O Farpa surgiu como uma maneira de produzir conteúdos relevantes sem que estivessemos sendo pautados por algum meio ou por alguém para realizá-los. Por que nem sempre nossas preocupações e desejos viram um ‘pitch’ noticioso ou que possa ser realizado na velocidade que os meios geralmente demandam.

Digo isso pois pra mim esse filme é um fruto dessa linha de pensamento. A questão carcerária sempre foi algo que consideramos alarmante, não só no Brasil mas em toda América Latina. Portanto ao longo dos dois últimos anos, Erick, Francisco e eu visitamos mais de 20 presidios em vários países e as condições de maus tratos e falta de dignidade humana que pudemos ver são bem semelhantes em todos os ambientes. Comida estragada sendo servida, superlotação, falta de itens de higiene pessoal, altas taxas de contaminação por doenças epidemiológicas são apenas alguns pilares dessa enorme estrutura que mantem enjauladas milhares e milhares de homens e mulheres em todo continente.

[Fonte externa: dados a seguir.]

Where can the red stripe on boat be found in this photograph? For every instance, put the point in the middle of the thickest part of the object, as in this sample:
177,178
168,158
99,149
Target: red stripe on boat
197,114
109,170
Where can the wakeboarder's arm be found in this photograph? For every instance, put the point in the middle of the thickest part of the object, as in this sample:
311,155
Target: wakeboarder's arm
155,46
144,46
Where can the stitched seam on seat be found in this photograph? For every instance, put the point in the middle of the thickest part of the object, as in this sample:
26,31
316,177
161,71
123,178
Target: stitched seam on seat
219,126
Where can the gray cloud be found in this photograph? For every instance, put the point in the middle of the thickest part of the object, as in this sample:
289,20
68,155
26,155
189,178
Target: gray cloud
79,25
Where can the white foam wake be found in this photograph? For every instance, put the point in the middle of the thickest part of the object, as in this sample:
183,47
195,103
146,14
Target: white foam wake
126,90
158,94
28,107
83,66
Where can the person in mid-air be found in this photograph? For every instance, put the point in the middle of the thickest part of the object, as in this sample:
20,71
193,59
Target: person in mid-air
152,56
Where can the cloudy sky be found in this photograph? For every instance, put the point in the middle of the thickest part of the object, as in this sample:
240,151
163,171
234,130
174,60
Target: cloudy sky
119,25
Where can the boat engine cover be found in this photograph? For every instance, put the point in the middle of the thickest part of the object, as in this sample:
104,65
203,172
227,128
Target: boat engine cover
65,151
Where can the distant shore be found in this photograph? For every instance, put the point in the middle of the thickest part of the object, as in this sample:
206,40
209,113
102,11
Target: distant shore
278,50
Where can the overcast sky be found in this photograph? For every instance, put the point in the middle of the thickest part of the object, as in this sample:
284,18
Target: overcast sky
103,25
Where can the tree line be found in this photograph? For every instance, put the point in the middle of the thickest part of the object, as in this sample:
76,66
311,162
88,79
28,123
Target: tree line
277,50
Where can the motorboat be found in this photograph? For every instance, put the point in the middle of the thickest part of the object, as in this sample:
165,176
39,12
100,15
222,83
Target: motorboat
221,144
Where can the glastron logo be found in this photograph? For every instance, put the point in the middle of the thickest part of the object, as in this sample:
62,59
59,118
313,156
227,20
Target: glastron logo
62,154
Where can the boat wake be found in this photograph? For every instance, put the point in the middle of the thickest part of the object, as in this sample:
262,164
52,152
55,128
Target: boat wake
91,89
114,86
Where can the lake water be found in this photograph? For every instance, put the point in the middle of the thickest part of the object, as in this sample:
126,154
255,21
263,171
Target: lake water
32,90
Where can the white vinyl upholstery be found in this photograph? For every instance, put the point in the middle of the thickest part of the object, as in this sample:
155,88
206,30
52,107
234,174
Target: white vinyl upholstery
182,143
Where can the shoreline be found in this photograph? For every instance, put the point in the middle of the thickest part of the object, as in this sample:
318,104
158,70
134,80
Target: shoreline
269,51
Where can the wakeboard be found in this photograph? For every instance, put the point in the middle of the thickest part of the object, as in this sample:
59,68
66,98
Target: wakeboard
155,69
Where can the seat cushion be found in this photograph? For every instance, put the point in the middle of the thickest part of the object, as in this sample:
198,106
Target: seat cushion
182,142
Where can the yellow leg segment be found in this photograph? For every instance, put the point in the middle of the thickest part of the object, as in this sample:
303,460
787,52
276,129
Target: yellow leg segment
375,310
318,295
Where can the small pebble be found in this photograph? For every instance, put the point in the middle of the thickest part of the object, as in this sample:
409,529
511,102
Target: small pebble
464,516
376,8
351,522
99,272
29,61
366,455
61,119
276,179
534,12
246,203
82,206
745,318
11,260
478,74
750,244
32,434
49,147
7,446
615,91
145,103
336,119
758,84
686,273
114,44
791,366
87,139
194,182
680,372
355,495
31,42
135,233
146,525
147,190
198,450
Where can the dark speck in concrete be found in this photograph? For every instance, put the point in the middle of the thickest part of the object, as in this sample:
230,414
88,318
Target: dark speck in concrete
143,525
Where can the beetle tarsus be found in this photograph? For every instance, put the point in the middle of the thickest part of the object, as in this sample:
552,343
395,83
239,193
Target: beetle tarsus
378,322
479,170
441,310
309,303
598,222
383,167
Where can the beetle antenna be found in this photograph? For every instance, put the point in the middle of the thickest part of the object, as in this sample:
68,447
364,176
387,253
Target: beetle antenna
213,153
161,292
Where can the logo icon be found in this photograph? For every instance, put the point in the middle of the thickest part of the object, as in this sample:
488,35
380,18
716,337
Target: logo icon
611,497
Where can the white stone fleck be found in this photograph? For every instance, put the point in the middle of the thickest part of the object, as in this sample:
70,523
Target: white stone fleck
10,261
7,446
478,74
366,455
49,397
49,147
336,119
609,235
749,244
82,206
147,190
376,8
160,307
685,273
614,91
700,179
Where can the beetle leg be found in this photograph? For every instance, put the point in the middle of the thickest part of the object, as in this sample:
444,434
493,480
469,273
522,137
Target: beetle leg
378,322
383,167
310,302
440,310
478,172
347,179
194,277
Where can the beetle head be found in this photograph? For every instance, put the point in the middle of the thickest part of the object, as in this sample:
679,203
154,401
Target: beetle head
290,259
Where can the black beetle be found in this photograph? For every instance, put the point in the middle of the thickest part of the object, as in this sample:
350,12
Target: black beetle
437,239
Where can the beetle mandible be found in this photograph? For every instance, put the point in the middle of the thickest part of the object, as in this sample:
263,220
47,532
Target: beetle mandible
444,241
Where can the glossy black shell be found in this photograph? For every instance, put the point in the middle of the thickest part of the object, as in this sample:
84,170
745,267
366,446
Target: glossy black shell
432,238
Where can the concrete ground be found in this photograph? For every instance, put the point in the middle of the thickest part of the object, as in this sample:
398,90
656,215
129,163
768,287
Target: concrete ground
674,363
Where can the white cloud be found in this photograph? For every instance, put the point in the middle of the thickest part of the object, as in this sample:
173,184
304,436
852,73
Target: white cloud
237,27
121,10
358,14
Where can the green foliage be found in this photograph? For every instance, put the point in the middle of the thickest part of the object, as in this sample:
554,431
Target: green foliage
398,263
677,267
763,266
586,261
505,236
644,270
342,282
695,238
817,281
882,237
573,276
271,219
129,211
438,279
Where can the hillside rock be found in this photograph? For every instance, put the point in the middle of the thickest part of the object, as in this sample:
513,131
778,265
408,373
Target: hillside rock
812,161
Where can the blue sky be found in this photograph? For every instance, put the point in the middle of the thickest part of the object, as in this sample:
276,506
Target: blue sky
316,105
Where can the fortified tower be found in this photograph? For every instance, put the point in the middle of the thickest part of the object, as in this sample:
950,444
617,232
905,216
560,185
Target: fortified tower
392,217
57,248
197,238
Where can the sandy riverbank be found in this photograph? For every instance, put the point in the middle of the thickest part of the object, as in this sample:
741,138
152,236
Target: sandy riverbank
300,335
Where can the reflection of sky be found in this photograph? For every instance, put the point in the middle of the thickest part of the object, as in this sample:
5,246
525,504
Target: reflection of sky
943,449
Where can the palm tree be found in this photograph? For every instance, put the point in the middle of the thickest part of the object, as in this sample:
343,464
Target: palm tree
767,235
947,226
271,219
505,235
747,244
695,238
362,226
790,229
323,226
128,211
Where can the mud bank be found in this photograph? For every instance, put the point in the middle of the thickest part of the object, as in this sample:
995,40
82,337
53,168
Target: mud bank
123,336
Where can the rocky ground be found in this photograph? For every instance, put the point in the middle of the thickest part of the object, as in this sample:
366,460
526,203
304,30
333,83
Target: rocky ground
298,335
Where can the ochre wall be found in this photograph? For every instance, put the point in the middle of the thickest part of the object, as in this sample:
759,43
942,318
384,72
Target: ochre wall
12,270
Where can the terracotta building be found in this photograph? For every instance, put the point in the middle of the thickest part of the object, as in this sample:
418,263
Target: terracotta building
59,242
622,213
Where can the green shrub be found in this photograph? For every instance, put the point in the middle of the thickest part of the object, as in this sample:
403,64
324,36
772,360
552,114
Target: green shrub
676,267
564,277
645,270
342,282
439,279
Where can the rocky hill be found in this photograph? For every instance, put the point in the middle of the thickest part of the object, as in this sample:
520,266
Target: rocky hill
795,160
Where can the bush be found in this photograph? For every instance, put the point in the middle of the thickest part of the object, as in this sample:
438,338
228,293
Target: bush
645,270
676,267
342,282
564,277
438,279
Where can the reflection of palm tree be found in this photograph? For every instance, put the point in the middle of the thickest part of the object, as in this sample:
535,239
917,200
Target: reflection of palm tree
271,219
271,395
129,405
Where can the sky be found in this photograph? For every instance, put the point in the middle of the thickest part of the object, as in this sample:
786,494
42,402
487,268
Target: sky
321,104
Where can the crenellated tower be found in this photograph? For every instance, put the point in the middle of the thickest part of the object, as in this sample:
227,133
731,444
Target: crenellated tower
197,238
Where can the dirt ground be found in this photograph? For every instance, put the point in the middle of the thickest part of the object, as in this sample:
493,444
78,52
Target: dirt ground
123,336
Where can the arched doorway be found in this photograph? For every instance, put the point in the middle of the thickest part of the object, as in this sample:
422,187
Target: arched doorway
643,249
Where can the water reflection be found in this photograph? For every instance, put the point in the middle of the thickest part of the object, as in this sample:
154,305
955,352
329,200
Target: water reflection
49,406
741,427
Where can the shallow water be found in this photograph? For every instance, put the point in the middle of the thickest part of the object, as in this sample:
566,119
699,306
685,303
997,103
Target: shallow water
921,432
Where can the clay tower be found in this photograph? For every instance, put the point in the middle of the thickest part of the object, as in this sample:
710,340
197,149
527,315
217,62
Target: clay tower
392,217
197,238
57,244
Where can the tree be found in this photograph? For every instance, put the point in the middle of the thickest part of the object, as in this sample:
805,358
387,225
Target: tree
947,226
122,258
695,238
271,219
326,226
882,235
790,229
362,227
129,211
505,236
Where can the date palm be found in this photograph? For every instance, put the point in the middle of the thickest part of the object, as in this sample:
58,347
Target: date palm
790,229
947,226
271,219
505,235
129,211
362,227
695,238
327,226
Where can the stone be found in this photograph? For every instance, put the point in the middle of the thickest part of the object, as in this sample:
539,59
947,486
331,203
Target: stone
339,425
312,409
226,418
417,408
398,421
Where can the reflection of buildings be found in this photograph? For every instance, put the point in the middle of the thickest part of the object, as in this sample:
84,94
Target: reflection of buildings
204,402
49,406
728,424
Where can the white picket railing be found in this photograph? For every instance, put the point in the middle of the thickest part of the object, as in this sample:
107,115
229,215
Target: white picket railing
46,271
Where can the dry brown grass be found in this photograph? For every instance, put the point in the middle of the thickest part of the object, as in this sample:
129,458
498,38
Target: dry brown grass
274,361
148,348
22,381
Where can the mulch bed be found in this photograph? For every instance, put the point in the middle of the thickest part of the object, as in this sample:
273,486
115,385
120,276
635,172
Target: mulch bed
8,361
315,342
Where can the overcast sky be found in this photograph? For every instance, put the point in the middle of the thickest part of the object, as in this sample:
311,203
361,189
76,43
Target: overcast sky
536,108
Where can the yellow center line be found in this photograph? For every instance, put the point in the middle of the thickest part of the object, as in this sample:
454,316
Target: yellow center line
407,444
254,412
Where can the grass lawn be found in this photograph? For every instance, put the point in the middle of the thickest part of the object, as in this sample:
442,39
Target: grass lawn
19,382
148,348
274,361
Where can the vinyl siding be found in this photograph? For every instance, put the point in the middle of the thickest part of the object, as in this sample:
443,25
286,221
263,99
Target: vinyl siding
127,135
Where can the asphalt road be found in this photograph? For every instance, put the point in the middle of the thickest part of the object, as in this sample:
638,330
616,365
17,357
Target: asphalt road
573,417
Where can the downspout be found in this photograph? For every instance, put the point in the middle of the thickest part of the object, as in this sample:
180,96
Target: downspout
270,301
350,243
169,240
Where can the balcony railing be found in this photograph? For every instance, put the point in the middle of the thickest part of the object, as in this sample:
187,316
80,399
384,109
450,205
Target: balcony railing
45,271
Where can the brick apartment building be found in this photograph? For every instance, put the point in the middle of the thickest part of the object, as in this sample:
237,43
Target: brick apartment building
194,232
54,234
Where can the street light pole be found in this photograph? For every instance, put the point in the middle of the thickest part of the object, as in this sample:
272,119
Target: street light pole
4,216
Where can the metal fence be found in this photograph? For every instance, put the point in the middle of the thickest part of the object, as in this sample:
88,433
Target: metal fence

Como se pode ver no nosso ensaio ‘Desse Lado do Muro’ – https://www.agenciafarpa.com/cadeias

Desde o começo da pandemia estivemos buscando maneiras de retratar a situação por trás das grades, um acesso que já não é fácil normalmente e que com toda crise sanitária se fez ainda mais complicado. Primeiro houve todo um trabalho de pesquisa e coleta de informações com familiares de detentos, com pessoas que acabavam de deixar o sistema penitenciário, advogados e defensoria pública. A quantidade de audios aterrorizantes que recebemos é de partir qualquer coração. E acho que o filme conseguiu capturar bem esse espirito de abandono, incerteza e desespero que vivem não só as pessoas privadas de liberdade mas também suas famílias, que são o único pilar de suporte emocional e em grande parte dos casos quem os alimenta através de doações feitas nos dias de visita, dos quais os detentos ainda seguem restritos.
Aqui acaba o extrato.